New York City, Houston, Dallas, Seattle and Washington, DC are among the leaders for apartment development activity during the current cycle. They have consistently topped the charts for completion volumes in recent years and posted some of the largest construction volumes at the end of 3rd quarter 2017. However, that trend could be changing. The volume of planned units in many of the cycle’s development leaders indicate construction activity in those metros could ease over the next year.

Metros like Dallas, New York City and Seattle have among the largest pipelines in the nation, but are not the metros with the most planned units. In fact, many of the nation’s largest markets – those with 400,000 or more existing units – have fewer than 10,000 units in the planning stage. The exception is Washington, DC, where nearly 24,000 units are planned, the most of any U.S. metro.

Meanwhile, a handful of metros, including San Francisco, Oakland, Columbus, Fort Lauderdale, West Palm Beach and Cleveland, have more planned units than what is currently under construction. Oakland, for example, had roughly 6,200 units under construction at the end of 3rd quarter 2017. However, the number of planned units is more than double that volume (12,500 units). That planned property volume places Oakland as the second-busiest market for new development over the next year. Also among the five metros with the most planned units are San Francisco (12,100 units), Miami (11,700 units) and Los Angeles (10,200 units).

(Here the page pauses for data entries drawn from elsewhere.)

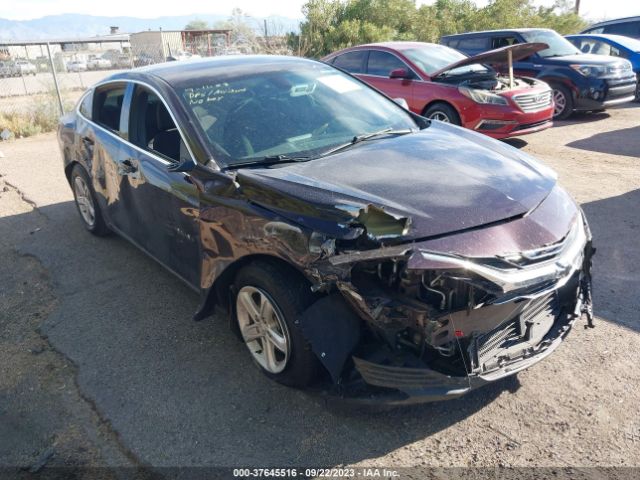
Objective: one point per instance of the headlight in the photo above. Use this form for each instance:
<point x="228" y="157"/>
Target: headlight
<point x="591" y="70"/>
<point x="482" y="96"/>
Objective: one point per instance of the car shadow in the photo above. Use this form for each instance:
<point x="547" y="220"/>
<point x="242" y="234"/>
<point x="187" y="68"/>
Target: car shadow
<point x="625" y="141"/>
<point x="581" y="118"/>
<point x="516" y="142"/>
<point x="182" y="393"/>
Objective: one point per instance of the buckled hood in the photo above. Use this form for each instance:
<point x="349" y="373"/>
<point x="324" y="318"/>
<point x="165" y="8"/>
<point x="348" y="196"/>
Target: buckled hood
<point x="497" y="56"/>
<point x="442" y="179"/>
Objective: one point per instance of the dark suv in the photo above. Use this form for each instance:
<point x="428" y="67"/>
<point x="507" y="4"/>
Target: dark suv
<point x="629" y="27"/>
<point x="580" y="82"/>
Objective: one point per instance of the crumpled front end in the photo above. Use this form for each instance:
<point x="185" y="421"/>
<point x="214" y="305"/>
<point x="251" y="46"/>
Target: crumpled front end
<point x="433" y="325"/>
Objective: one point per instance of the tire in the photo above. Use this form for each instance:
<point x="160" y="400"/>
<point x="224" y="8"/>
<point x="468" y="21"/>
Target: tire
<point x="443" y="112"/>
<point x="295" y="365"/>
<point x="562" y="95"/>
<point x="85" y="199"/>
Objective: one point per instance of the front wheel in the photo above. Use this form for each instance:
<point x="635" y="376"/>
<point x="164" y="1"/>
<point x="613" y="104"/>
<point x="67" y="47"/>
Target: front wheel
<point x="86" y="202"/>
<point x="442" y="112"/>
<point x="563" y="101"/>
<point x="269" y="299"/>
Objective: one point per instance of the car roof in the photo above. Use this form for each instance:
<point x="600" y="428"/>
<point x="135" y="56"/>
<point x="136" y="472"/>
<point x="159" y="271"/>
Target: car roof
<point x="399" y="45"/>
<point x="604" y="36"/>
<point x="177" y="72"/>
<point x="502" y="30"/>
<point x="612" y="22"/>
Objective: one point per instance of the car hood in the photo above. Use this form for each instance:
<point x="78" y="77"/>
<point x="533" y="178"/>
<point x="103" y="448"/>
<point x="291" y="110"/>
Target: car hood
<point x="442" y="179"/>
<point x="497" y="56"/>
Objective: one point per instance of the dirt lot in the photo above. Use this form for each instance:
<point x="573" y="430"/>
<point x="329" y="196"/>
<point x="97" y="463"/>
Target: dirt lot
<point x="100" y="363"/>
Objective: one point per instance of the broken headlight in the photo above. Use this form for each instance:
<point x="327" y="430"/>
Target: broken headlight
<point x="482" y="96"/>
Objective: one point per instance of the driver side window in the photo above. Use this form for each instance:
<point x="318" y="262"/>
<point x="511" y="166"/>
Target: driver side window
<point x="152" y="128"/>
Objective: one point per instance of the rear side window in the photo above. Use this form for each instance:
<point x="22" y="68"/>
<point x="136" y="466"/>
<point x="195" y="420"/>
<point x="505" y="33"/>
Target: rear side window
<point x="630" y="29"/>
<point x="381" y="63"/>
<point x="85" y="105"/>
<point x="503" y="41"/>
<point x="108" y="106"/>
<point x="473" y="44"/>
<point x="350" y="61"/>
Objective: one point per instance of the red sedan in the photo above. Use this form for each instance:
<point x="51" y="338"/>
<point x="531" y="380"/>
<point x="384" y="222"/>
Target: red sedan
<point x="443" y="84"/>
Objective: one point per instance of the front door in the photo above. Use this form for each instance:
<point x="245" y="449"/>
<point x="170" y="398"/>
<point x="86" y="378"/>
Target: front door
<point x="379" y="65"/>
<point x="164" y="203"/>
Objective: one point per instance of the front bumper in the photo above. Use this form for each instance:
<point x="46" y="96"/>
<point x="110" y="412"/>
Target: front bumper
<point x="509" y="333"/>
<point x="395" y="385"/>
<point x="598" y="94"/>
<point x="509" y="121"/>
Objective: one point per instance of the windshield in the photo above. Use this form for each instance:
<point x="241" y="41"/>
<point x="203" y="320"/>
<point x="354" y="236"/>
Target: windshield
<point x="628" y="42"/>
<point x="303" y="110"/>
<point x="435" y="57"/>
<point x="558" y="45"/>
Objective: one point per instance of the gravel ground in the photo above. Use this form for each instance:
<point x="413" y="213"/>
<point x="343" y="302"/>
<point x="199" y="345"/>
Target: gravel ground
<point x="100" y="364"/>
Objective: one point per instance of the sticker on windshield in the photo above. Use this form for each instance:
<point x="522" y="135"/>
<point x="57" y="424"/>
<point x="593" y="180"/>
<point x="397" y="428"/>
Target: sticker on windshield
<point x="339" y="84"/>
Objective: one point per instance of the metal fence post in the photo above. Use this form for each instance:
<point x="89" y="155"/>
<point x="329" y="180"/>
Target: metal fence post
<point x="55" y="79"/>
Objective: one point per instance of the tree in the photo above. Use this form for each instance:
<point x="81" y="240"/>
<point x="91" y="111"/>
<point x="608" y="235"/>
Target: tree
<point x="242" y="33"/>
<point x="335" y="24"/>
<point x="197" y="24"/>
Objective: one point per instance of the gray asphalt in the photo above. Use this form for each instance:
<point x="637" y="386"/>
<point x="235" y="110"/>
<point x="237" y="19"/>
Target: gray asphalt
<point x="174" y="392"/>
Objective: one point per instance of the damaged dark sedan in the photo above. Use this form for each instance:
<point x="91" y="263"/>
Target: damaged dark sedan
<point x="355" y="246"/>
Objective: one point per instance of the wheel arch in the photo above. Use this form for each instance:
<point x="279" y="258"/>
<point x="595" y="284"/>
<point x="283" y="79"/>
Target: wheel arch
<point x="221" y="289"/>
<point x="444" y="102"/>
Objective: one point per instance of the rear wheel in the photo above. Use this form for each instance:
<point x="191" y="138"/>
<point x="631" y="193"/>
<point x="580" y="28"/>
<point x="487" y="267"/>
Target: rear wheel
<point x="442" y="112"/>
<point x="86" y="202"/>
<point x="563" y="101"/>
<point x="269" y="299"/>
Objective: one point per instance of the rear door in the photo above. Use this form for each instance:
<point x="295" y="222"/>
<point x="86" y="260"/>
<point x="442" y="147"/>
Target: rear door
<point x="378" y="67"/>
<point x="164" y="204"/>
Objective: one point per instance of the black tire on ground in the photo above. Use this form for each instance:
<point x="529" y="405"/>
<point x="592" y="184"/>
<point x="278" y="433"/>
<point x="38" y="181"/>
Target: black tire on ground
<point x="98" y="226"/>
<point x="291" y="295"/>
<point x="443" y="112"/>
<point x="561" y="92"/>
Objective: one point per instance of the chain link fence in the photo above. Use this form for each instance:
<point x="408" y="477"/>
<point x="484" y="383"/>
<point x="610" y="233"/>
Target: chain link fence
<point x="40" y="80"/>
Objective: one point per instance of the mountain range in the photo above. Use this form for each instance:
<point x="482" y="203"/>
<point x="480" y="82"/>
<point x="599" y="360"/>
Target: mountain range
<point x="78" y="25"/>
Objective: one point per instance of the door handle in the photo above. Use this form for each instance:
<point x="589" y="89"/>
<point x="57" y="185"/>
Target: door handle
<point x="128" y="166"/>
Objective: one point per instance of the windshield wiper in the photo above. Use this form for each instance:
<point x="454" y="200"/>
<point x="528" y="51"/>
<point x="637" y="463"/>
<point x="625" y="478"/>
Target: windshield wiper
<point x="271" y="160"/>
<point x="366" y="136"/>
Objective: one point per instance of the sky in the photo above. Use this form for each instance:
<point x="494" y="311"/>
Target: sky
<point x="29" y="9"/>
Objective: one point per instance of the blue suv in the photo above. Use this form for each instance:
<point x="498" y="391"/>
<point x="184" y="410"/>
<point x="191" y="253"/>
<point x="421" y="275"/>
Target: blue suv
<point x="580" y="82"/>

A unit is considered planned once its project plan is approved by local regulators, and it is scheduled to start begin construction within a year. Not all planned units actually begin construction, though that rate varies by metro.

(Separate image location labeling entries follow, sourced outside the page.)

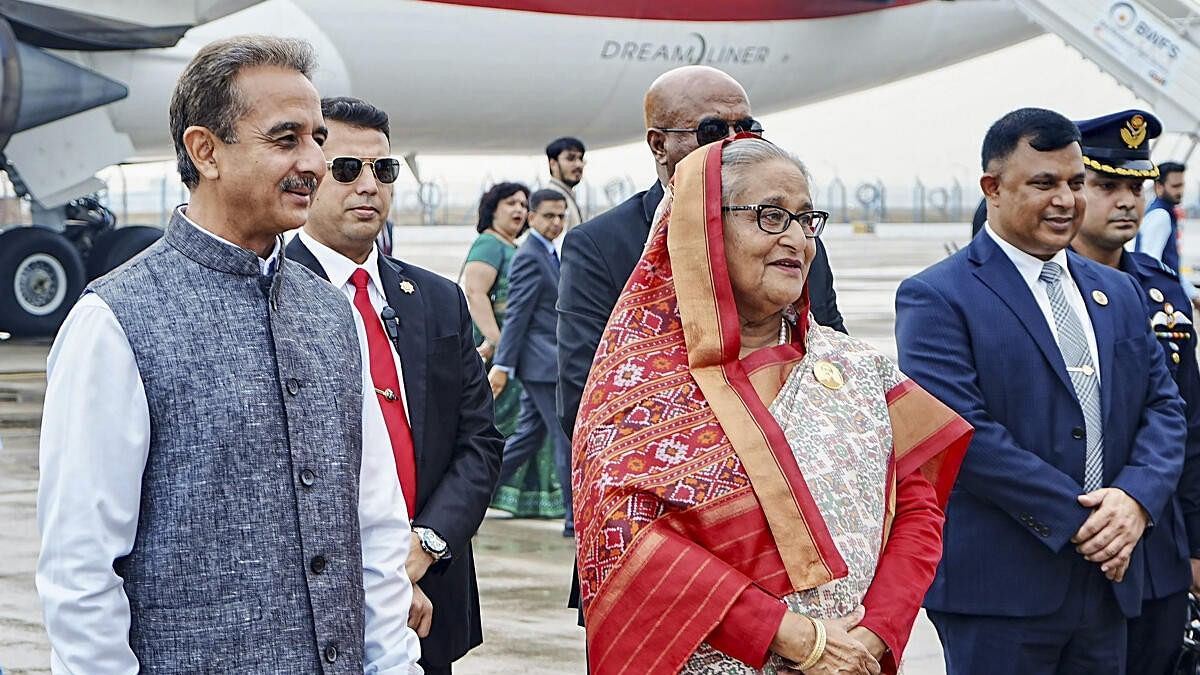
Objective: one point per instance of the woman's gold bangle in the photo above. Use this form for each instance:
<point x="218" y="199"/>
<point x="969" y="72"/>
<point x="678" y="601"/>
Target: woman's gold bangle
<point x="819" y="645"/>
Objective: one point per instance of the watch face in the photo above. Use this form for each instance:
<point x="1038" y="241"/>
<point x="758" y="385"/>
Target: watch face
<point x="433" y="542"/>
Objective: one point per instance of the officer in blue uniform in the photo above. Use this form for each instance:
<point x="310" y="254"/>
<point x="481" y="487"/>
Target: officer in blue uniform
<point x="1116" y="156"/>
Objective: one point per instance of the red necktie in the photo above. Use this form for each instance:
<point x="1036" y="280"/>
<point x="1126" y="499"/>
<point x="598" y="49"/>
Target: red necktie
<point x="387" y="387"/>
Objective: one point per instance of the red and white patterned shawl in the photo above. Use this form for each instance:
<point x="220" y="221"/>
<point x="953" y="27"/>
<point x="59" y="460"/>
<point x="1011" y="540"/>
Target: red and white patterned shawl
<point x="685" y="488"/>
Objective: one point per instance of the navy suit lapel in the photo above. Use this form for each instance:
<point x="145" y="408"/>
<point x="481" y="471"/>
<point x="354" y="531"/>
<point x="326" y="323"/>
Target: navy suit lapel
<point x="651" y="203"/>
<point x="1102" y="322"/>
<point x="996" y="272"/>
<point x="547" y="261"/>
<point x="412" y="345"/>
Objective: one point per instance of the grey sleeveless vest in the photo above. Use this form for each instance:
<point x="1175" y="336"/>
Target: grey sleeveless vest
<point x="247" y="555"/>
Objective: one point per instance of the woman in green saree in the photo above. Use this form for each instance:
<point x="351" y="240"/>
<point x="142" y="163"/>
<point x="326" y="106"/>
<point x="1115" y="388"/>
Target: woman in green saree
<point x="533" y="491"/>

Nationally, construction periods for apartment projects vary based on size and type. For a garden-style project with fewer than 100 units, the average construction period lasts roughly 14 months from dirt work to completion. For a high-rise tower of 400 or more units, construction lasts roughly 30 months, on average.

Meanwhile, Dallas, the national leader for units under construction, has relatively few planned units. The metro has roughly 39,400 units under construction, but only about 6,300 units in the planning stage. New York City and Atlanta, with current construction pipelines at roughly 35,600 and 24,300, respectively, are also seeing relatively few planned units, both around 8,650 units. Similarly, Seattle and Houston have worked through much of their development pipeline over the past few quarters. The two metros each have less than 4,000 planned units as of 3rd quarter 2017.

By comparison, the top 50 metros combined for around 506,000 units under construction at the end of 3rd quarter 2017. Those same metros recorded around 229,000 planned units at the same time.